The Criminal Sentencing and Disposition Commission was created in 2009 by the New Jersey Legislature to conduct a thorough review of the state’s criminal sentencing provisions and consider recommendations to reform the laws governing the criminal justice system. Senator Cunningham and Senator Pou were both members of the commission which was chaired by former Chief Justice Deborah Poritz.
S.2586 – The bill, sponsored by Senator Cunningham, would implement sentencing recommendations of the Criminal Sentencing and Disposition Commission to eliminate mandatory minimums for nonviolent drug offenses and nonviolent property crimes. It would also reduce mandatory minimum sentences for second-degree robbery and burglary.
S.2591 – The bill, sponsored by Senator Pou, would require the Department of Corrections Commissioner to issue a Certificate of Eligibility for Resentencing to any inmate who committed a crime as a juvenile and was tried as an adult, received an aggregate sentence of incarceration of 30 years or more, has served at least 20 years of that sentence and has not been resentenced or previously sought relief under the bill.

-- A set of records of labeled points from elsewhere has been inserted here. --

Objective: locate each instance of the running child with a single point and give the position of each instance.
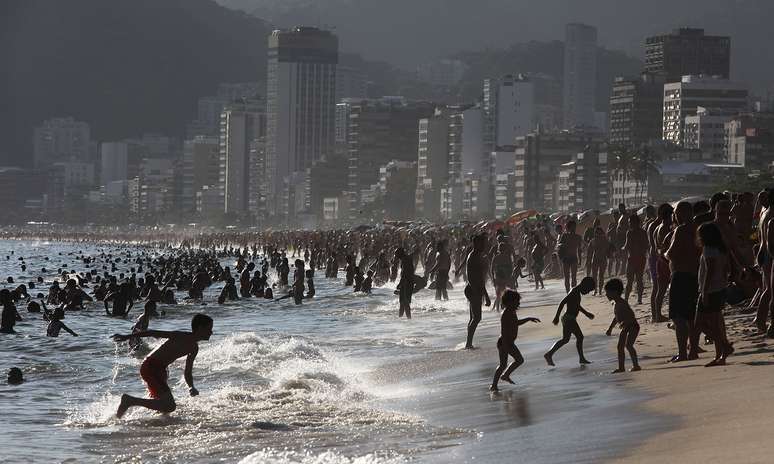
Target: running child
(570, 325)
(154, 368)
(509, 330)
(630, 328)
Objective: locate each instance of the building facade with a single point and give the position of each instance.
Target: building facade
(686, 52)
(432, 163)
(301, 103)
(60, 139)
(682, 99)
(379, 131)
(580, 75)
(241, 123)
(705, 131)
(538, 157)
(114, 162)
(582, 184)
(750, 141)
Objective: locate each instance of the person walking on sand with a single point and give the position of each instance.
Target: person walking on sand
(630, 328)
(475, 290)
(568, 250)
(506, 344)
(714, 268)
(636, 249)
(154, 368)
(570, 325)
(683, 256)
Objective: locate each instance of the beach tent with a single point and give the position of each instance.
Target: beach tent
(690, 200)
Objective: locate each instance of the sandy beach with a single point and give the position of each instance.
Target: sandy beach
(667, 412)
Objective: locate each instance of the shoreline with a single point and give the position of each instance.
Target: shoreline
(683, 411)
(568, 413)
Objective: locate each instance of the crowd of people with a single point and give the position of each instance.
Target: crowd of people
(700, 255)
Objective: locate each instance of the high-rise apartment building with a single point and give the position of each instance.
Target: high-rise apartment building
(636, 109)
(750, 140)
(380, 131)
(705, 131)
(686, 52)
(240, 124)
(301, 103)
(582, 184)
(509, 110)
(681, 99)
(114, 162)
(466, 158)
(538, 158)
(580, 75)
(200, 167)
(432, 163)
(60, 139)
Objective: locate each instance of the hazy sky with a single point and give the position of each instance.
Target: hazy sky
(406, 32)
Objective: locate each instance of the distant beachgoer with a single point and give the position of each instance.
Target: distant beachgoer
(506, 344)
(475, 290)
(625, 318)
(441, 270)
(406, 283)
(570, 325)
(56, 324)
(10, 315)
(154, 368)
(229, 292)
(15, 376)
(142, 324)
(714, 269)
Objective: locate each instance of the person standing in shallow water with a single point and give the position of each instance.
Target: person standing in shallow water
(475, 290)
(683, 256)
(506, 344)
(568, 250)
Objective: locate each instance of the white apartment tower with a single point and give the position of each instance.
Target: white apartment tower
(682, 99)
(301, 103)
(580, 75)
(240, 124)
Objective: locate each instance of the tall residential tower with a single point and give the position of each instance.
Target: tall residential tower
(580, 75)
(301, 103)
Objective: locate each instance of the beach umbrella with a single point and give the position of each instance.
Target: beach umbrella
(520, 216)
(690, 200)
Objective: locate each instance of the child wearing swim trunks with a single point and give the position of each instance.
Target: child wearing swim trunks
(154, 368)
(570, 325)
(630, 328)
(509, 330)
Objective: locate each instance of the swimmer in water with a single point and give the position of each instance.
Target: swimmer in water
(56, 324)
(154, 368)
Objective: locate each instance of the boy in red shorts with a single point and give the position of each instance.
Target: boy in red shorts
(154, 368)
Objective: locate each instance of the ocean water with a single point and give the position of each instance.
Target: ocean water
(279, 383)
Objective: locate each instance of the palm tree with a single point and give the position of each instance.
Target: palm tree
(644, 162)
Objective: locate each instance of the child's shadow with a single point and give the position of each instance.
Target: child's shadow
(516, 405)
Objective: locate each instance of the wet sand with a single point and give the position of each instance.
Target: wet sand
(566, 413)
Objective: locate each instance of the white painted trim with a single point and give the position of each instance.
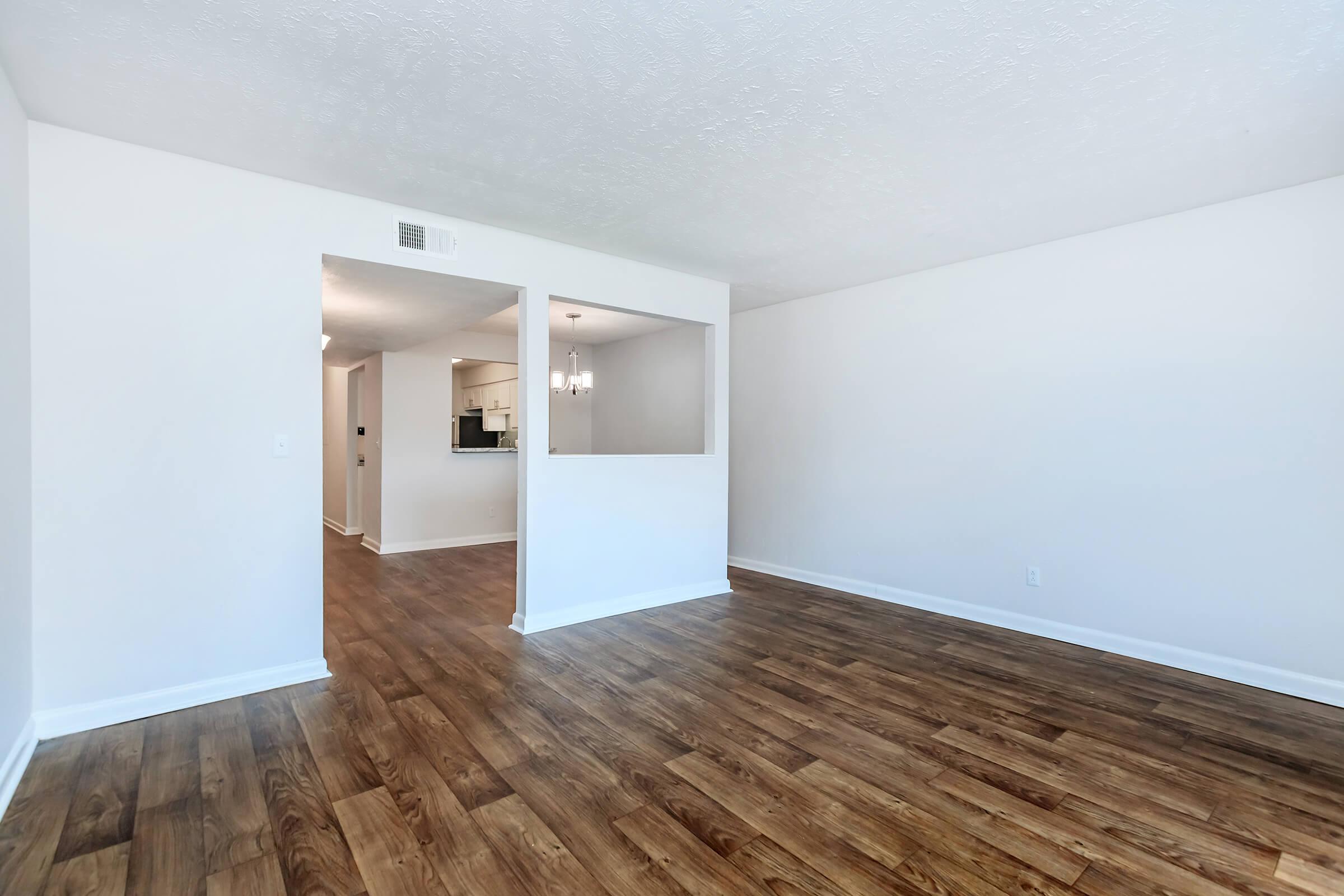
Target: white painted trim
(15, 762)
(616, 606)
(53, 723)
(340, 530)
(433, 544)
(566, 457)
(1296, 684)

S.2592 – The bill, sponsored by Senator Pou, would provide the court with discretion to consider the age of a youthful defendant as a mitigating factor in sentencing.

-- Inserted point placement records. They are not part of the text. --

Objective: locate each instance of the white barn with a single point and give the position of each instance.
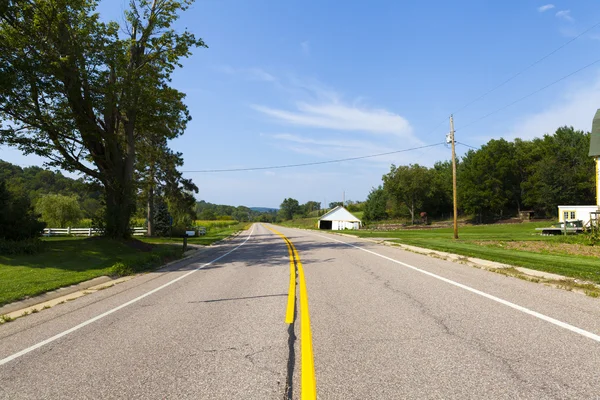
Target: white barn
(569, 213)
(339, 219)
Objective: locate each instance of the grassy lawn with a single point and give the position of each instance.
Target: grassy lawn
(514, 244)
(67, 261)
(216, 231)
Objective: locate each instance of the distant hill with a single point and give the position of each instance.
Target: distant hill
(264, 209)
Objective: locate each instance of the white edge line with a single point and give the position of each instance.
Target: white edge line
(525, 310)
(96, 318)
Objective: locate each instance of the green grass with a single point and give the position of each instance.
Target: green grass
(472, 243)
(305, 223)
(214, 233)
(67, 261)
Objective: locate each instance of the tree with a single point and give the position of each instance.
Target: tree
(162, 218)
(560, 171)
(74, 91)
(310, 206)
(59, 211)
(288, 208)
(488, 183)
(409, 185)
(17, 218)
(376, 204)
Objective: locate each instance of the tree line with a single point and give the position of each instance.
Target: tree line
(210, 212)
(95, 97)
(497, 181)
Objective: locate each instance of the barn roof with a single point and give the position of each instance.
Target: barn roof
(339, 214)
(595, 136)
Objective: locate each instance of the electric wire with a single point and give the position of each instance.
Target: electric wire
(314, 163)
(527, 68)
(529, 95)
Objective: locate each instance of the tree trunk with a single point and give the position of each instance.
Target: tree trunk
(119, 207)
(150, 215)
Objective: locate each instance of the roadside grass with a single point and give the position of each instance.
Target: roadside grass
(305, 223)
(496, 243)
(214, 233)
(67, 261)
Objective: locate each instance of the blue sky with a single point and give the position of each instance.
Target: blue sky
(287, 82)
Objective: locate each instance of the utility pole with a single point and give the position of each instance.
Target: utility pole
(454, 177)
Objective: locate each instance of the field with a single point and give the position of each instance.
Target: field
(514, 244)
(67, 261)
(215, 231)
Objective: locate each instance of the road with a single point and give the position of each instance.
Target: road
(384, 324)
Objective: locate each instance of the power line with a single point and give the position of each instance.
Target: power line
(530, 94)
(314, 163)
(467, 145)
(527, 68)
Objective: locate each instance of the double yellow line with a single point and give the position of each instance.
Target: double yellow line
(308, 388)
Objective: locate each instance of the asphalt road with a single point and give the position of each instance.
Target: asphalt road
(385, 323)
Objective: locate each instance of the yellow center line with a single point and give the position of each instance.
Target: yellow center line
(289, 315)
(308, 388)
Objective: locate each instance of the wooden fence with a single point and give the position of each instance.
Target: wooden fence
(138, 231)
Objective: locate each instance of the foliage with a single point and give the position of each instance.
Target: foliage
(376, 204)
(289, 207)
(59, 211)
(17, 218)
(408, 186)
(162, 218)
(558, 170)
(488, 181)
(27, 246)
(210, 212)
(78, 93)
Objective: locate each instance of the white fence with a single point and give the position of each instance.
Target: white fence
(138, 231)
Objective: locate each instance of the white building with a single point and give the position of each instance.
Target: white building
(570, 213)
(339, 219)
(587, 213)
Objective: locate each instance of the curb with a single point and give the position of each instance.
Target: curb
(50, 299)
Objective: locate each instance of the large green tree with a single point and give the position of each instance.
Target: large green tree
(18, 221)
(488, 184)
(59, 211)
(288, 208)
(558, 171)
(409, 186)
(74, 90)
(376, 205)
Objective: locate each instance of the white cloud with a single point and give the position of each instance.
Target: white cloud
(576, 108)
(566, 15)
(339, 116)
(305, 46)
(255, 74)
(546, 7)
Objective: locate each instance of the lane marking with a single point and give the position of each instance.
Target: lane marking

S.2593 – The bill, sponsored by Senator Cunningham, would authorize the Administrative Office of the Courts to retroactively rescind the mandatory minimum period of parole ineligibility for inmates who committed nonviolent drug offenses or nonviolent property crimes.
S.2594 – The bill, sponsored by Senator Cunningham, would establish a compassionate release program for inmates suffering from a grave medical condition, terminal illness or permanent physical incapacity.
S.2595 – The bill, sponsored by Senator Cunningham, would require a study be performed to determine the cost savings of the compassionate release program and the elimination of mandatory minimums. Under the bill, any cost savings would go towards the “Corrections Rehabilitation and Crime Prevention Fund” which would support recidivism reduction programs.